Imagen de la película Lost in translation. |
Díganme que no soy la única persona que, aun camino a casa, cansada y resuelta a dormirse temprano, si recibe una invitación de última hora para alcanzar a un amigo en un lugar que está de paso, accede a saludarlo, eso sí: bajo advertencia de que no se quedará más de media hora. Sólo por cumplir o porque ya estamos cerca o porque ya entrados en gastos...
Anoche volví a hacerlo y debo confesar que viví una experiencia única, plagada de sorpresas. Esas veces en que lo que parece ser la última escala es apenas el comienzo de una noche que se va despojando de sus velos: algo para lo que no estaba preparada, especialmente porque, entre esa veintena de amigos y colegas, yo era, de alguna forma, intrusa.
Tanto mejor.
A medida que las horas transcurrieron, el número de comensales se redujo y la conversación, por decirlo de algún modo, se hizo más íntima, quizá filosófica y profunda, por momentos intensa y beligerante.
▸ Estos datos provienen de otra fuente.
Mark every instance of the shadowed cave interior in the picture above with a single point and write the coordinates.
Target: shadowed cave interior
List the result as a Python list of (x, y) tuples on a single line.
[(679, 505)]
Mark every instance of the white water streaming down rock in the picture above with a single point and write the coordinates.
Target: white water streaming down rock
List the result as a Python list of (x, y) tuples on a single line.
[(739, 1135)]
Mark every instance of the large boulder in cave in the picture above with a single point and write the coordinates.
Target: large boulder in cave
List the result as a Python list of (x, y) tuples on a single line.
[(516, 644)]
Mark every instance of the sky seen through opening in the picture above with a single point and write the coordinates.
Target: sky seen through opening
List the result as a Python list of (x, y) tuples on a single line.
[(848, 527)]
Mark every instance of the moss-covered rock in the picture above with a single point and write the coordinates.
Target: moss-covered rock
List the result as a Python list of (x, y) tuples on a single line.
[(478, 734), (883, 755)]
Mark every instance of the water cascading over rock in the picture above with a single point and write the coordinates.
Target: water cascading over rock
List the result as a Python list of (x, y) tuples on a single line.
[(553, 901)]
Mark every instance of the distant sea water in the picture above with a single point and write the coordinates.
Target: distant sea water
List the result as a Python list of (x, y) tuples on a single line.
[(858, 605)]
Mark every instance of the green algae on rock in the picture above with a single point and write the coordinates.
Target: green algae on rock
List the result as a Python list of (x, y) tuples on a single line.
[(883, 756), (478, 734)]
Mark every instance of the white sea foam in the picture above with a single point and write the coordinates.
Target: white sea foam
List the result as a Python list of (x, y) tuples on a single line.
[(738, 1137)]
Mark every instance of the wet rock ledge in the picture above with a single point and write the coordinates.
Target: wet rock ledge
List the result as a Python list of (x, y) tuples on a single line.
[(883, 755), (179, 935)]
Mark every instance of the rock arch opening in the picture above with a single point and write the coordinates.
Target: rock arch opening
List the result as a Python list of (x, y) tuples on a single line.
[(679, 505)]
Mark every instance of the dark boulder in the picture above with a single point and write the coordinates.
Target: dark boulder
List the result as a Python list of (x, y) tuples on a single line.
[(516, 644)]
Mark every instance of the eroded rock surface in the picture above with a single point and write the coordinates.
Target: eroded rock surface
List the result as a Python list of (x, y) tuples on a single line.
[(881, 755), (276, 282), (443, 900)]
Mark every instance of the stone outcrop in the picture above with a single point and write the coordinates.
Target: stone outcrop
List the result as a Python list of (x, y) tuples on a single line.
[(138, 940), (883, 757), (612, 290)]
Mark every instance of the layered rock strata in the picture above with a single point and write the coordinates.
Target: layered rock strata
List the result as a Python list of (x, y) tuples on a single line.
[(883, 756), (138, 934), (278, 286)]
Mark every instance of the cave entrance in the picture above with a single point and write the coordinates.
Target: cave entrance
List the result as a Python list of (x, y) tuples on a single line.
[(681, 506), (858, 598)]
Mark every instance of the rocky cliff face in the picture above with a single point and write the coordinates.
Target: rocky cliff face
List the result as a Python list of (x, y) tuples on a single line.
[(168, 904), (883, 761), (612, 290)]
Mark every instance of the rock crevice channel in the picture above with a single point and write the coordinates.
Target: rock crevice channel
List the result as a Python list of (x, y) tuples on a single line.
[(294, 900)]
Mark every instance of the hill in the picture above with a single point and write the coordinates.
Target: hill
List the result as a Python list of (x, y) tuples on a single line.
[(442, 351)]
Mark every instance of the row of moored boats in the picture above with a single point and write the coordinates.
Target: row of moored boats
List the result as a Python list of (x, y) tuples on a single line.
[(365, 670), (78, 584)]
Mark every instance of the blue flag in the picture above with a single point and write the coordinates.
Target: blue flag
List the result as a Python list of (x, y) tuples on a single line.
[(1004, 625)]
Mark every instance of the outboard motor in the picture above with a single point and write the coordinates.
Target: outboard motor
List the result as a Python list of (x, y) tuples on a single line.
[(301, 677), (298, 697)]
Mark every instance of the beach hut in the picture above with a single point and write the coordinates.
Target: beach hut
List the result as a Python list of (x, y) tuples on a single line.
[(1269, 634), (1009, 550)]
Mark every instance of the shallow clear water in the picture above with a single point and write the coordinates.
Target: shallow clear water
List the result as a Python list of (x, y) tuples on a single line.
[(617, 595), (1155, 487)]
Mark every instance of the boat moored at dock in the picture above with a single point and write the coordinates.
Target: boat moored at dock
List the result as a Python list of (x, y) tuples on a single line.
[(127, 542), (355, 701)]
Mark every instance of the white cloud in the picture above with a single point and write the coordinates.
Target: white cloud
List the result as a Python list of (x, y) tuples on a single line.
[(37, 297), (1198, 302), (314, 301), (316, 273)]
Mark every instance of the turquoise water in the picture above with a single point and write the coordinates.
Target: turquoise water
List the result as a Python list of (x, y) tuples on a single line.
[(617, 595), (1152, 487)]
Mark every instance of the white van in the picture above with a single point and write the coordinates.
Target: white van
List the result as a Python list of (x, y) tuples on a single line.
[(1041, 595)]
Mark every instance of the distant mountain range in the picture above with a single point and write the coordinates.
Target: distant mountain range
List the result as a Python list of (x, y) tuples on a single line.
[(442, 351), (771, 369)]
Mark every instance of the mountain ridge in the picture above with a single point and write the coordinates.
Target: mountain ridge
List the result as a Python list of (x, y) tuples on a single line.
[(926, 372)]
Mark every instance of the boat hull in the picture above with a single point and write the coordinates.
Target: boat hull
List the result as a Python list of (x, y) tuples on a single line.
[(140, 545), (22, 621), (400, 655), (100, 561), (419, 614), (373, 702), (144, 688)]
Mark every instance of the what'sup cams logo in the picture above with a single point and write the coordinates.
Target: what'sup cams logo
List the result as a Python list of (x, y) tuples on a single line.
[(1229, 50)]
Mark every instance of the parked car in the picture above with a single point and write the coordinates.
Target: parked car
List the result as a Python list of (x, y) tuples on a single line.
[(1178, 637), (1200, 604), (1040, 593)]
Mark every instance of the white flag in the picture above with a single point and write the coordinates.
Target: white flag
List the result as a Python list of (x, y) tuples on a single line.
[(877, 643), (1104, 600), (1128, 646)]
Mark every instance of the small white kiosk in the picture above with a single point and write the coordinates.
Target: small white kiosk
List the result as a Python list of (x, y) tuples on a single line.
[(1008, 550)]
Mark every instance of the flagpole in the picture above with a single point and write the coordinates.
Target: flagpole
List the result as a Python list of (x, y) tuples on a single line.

Desde luego, fuimos los últimos en abandonar el lugar y, como suele pasar, alguien propuso continuar la reunión, a unas cuadras, en su casa y para entonces éramos ocho y recorrimos maravillados el townhouse del anfitrión: desde el portón de la entrada: blanco y de tres metros de altura, hasta el indiscreto tragaluz que miraba a la tina de baño del piso de abajo.
Nos instalamos en una de las salas, y a alguno se le ocurrió colocar sobre el suelo una de las botellas vacías y hacerla girar, y de lo más que nos despojamos fue de los suéteres y los zapatos y los calcetines y los relojes y nosotras además de los aretes, las pulseras y los collares, y en eso propuse que también podrían soltarse otro tipo de prendas: algo así como un secreto, un pecado, una confesión, y entre que hacía frío y en realidad nadie buscaba quedarse en cueros, el siguiente señalado por la boca de la botella compartió una dolencia relativa a su pareja anterior y todos intercambiamos apreciaciones y moralejas.
Y, sin necesidad de girar la botella, vaciamos y revelamos, más que anécdotas, aprendizaje, fragilidad, alma, humanidad.
Se supone que yo iba a ''saludar y a cumplir''. Iba por media hora, una hora cuando mucho. Cuando salimos por el alto y blanco portón, ya era de día y estábamos listos para tomar el volante, tal vez con menos riesgos, y quizá al atravesar el umbral nos sentimos un poco más auténticos y, acaso sin esperarlo, un tanto más vivos.